What else? An army of venomous clinging and stinging jellyfish invaded the waters along the coasts of Ocean and Monmouth counties. One man was hospitalized, events were canceled, and now, although likely unrelated, 19 beaches in the area are listed under water quality advisories due to elevated bacteria levels.
Lucy the Elephant launched a presidential campaign in Margate on her 135th birthday and that's the most normal thing here.
Justin Bieber had a signature "you mad bro?" moment when a fan in Atlantic City tried to give him a hat during a heartfelt speech.
The "dog beach" in Egg Harbor Township has become a dump more aptly named a "dog poop beach."

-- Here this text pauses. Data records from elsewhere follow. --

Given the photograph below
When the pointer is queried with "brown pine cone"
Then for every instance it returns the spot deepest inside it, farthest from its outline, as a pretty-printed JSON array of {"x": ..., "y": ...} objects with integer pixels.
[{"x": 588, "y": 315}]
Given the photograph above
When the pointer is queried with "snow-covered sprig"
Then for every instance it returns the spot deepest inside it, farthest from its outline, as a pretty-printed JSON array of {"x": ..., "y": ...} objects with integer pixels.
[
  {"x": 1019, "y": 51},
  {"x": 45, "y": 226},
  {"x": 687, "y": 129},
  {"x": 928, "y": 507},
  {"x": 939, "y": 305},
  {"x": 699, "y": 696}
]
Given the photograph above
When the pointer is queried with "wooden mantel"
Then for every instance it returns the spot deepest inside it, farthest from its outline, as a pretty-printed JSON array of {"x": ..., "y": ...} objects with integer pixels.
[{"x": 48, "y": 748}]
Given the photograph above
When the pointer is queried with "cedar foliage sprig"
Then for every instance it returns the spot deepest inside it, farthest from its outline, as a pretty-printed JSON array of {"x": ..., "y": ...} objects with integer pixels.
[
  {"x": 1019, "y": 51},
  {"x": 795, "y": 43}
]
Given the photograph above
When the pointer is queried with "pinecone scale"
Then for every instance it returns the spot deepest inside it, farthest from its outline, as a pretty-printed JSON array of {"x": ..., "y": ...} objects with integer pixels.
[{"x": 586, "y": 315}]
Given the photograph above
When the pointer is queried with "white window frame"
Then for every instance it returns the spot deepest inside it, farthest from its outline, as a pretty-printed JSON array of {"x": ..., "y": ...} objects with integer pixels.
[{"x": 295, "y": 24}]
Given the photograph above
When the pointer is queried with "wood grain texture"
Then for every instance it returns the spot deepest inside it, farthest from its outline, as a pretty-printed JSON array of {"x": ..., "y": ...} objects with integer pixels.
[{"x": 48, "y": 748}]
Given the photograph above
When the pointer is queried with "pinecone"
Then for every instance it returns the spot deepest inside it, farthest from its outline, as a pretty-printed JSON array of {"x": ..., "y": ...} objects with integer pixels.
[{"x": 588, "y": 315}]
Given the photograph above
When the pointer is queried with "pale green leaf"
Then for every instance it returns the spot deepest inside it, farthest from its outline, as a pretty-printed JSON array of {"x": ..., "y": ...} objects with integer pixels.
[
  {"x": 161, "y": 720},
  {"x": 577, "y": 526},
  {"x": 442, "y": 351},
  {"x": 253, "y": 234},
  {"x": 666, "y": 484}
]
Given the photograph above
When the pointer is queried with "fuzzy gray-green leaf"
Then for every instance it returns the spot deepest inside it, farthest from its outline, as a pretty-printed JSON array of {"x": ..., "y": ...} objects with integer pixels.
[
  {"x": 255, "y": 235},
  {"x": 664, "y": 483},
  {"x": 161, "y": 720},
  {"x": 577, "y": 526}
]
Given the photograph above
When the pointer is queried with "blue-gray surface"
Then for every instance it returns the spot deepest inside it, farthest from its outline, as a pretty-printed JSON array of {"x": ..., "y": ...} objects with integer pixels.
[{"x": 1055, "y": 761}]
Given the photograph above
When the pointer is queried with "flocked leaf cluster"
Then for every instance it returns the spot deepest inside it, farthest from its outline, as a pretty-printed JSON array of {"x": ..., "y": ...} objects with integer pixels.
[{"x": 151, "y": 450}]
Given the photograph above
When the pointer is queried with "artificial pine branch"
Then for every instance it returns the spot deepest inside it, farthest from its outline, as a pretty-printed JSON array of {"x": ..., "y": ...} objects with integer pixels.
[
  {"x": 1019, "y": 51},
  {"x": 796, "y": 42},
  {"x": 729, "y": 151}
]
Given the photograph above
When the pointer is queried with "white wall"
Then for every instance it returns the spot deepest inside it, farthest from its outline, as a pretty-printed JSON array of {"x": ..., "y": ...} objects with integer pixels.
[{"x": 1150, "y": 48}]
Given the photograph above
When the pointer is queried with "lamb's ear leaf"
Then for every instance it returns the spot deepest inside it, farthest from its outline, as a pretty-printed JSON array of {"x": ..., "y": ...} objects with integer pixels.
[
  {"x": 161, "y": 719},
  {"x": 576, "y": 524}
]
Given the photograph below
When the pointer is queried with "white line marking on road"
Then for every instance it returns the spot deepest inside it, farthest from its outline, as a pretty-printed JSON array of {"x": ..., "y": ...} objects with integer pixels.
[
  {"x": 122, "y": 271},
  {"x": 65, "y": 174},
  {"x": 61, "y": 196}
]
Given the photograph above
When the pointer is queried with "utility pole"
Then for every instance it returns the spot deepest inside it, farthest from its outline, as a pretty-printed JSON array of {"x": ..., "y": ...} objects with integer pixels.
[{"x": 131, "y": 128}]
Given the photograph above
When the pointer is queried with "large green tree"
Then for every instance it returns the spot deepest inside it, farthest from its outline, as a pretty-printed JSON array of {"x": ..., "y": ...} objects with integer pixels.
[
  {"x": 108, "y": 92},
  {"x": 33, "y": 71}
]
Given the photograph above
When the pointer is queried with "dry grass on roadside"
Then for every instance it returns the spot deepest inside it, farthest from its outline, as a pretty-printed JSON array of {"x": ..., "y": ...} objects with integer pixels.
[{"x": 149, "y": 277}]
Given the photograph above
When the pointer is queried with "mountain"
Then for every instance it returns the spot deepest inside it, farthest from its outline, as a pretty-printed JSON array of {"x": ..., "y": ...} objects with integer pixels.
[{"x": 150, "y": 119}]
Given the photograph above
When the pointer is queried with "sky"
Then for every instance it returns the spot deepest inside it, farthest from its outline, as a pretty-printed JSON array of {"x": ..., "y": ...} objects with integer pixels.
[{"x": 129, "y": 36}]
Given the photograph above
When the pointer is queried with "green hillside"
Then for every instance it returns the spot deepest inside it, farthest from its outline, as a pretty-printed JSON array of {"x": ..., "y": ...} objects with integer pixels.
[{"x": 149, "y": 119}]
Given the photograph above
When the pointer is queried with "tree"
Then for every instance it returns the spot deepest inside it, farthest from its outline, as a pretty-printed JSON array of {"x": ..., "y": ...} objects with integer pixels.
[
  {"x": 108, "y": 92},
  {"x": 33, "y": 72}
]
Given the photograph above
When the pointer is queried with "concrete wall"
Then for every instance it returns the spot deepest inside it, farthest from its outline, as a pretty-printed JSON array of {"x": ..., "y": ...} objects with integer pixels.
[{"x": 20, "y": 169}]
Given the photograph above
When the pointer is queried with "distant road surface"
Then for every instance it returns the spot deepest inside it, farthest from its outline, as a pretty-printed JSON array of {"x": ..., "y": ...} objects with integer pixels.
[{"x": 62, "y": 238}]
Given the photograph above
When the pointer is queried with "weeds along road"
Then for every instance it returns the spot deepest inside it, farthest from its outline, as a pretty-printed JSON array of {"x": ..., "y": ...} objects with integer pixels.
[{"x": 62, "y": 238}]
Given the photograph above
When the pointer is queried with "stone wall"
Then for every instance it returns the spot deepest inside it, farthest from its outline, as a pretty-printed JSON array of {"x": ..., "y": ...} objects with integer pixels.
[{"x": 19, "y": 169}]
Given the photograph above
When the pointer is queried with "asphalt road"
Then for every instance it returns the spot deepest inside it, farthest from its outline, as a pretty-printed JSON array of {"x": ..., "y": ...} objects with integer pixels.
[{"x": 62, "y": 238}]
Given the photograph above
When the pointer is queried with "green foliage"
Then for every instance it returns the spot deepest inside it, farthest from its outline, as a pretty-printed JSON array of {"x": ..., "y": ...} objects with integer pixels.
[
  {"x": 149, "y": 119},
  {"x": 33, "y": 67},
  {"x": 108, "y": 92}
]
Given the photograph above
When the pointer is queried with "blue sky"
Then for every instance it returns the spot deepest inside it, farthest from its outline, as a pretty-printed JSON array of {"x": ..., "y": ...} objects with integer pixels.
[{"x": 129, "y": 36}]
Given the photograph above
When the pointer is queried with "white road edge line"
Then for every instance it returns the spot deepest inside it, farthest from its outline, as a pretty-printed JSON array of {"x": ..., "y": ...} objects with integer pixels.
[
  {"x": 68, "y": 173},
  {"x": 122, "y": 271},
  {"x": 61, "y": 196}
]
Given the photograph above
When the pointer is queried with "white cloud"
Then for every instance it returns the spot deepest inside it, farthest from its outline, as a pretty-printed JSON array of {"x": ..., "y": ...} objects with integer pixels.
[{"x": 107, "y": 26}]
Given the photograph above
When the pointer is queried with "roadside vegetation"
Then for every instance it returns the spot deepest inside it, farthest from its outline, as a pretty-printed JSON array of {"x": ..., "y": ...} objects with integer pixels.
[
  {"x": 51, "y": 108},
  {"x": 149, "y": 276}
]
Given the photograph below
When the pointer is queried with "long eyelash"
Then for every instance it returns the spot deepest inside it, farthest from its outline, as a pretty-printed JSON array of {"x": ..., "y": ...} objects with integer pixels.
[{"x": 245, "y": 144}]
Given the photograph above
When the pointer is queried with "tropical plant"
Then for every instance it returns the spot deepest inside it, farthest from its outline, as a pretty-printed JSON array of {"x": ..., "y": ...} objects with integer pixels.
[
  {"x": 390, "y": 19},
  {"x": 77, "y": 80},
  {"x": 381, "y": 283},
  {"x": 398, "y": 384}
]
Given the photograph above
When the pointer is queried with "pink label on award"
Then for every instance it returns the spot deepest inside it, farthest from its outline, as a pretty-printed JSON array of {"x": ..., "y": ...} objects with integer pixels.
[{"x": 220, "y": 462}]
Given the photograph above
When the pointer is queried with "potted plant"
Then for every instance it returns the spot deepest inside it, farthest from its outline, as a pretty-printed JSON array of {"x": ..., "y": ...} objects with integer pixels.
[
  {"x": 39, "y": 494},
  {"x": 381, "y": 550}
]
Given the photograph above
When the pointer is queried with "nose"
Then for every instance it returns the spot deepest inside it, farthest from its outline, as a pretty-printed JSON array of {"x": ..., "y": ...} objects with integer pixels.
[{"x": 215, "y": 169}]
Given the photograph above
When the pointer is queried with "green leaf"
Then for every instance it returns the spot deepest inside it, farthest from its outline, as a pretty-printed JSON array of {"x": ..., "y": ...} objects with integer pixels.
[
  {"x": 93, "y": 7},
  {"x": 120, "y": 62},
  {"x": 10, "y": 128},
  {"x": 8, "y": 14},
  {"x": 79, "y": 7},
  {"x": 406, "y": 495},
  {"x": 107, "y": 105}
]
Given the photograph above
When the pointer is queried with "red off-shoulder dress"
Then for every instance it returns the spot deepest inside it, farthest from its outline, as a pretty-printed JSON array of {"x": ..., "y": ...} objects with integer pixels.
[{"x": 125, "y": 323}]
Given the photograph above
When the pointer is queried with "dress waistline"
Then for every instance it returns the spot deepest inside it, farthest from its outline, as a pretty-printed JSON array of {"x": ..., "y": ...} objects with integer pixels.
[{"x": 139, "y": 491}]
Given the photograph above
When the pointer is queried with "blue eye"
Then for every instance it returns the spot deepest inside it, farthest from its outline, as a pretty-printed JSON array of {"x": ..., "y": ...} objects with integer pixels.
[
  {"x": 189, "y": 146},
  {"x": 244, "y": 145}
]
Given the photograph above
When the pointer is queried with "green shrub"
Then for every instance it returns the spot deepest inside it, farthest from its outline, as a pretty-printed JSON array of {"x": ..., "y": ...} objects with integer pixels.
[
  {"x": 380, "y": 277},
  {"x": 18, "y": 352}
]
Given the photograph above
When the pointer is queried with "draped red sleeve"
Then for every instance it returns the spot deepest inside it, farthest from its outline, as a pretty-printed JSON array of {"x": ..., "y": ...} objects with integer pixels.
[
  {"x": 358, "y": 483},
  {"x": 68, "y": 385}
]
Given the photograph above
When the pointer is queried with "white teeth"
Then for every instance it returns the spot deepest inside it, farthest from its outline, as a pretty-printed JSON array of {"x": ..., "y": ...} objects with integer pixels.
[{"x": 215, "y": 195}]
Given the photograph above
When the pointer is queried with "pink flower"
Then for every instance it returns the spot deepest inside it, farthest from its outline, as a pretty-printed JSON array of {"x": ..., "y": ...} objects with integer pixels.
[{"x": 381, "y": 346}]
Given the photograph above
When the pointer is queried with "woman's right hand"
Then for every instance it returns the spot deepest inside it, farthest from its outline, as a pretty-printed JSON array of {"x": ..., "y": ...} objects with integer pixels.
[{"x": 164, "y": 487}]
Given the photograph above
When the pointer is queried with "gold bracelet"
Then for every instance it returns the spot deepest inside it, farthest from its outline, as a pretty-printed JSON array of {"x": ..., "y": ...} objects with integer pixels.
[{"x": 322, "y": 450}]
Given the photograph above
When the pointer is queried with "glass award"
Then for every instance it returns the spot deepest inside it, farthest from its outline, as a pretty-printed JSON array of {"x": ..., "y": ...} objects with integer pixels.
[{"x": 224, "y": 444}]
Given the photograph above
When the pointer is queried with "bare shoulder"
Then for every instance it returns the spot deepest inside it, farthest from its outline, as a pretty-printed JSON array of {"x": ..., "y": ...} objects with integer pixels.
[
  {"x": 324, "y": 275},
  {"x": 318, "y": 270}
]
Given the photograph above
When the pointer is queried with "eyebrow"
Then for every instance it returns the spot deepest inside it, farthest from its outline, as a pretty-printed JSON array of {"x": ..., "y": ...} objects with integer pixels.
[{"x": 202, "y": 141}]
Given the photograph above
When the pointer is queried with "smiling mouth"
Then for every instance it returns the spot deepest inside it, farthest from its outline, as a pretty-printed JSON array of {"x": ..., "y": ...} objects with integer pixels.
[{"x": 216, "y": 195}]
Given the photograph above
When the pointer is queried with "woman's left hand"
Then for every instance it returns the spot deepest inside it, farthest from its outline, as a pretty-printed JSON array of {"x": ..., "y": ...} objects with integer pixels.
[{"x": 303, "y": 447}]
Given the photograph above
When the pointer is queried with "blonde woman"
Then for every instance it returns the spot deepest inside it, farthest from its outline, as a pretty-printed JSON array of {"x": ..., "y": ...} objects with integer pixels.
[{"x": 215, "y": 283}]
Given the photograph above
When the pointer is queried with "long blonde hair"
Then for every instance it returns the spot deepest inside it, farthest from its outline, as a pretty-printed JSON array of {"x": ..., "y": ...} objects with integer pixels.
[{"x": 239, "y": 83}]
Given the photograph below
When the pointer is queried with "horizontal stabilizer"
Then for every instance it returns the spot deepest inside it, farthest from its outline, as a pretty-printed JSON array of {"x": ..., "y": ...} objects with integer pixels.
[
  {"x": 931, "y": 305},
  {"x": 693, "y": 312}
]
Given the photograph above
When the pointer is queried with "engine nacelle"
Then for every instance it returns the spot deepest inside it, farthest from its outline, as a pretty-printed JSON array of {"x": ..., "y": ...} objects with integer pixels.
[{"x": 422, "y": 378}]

Finally, the chlorophyll from a massive phytoplankton bloom turned the coastal waters of South Jersey bright turquoise for a few weeks, almost convincing shore travelers that they were in the Bahamas.
This brings us to our latest and greatest oddity: the mola mola fish discovered this week in Atlantic City.
According to the Press of Atlantic City, members of a family clamming operation inspected the corpse of a giant flat fish found floating in the bay. It was a mola mola, also known as an ocean sunfish, which can grow up to a leviathan 14 feet high, 10 feet long and 5,000 pounds.
If Nature.org says you're the weirdest fish in the ocean, that should be taken on authority. Female mola molas can lay up to 300 million eggs at a time — the most of any vertebrate on Earth — and they also have a strange rudder-like fin that folds in on itself. Most of the time, they're out on the open seas chasing jellyfish, salps, squid, and some crustaceans. They also never close their mouths because their teeth are fused together, somewhat resembling an oafish slack-jawed version of Vince McMahon in shock.
Good thing for humans, they're docile giants who have no interest in harming us.
There's no telling what happened to this perished mola mola, but it's highly possible that some bigger beast chomped off a little more than it could chew. RIP, mola mola. Thank you for keeping it weird.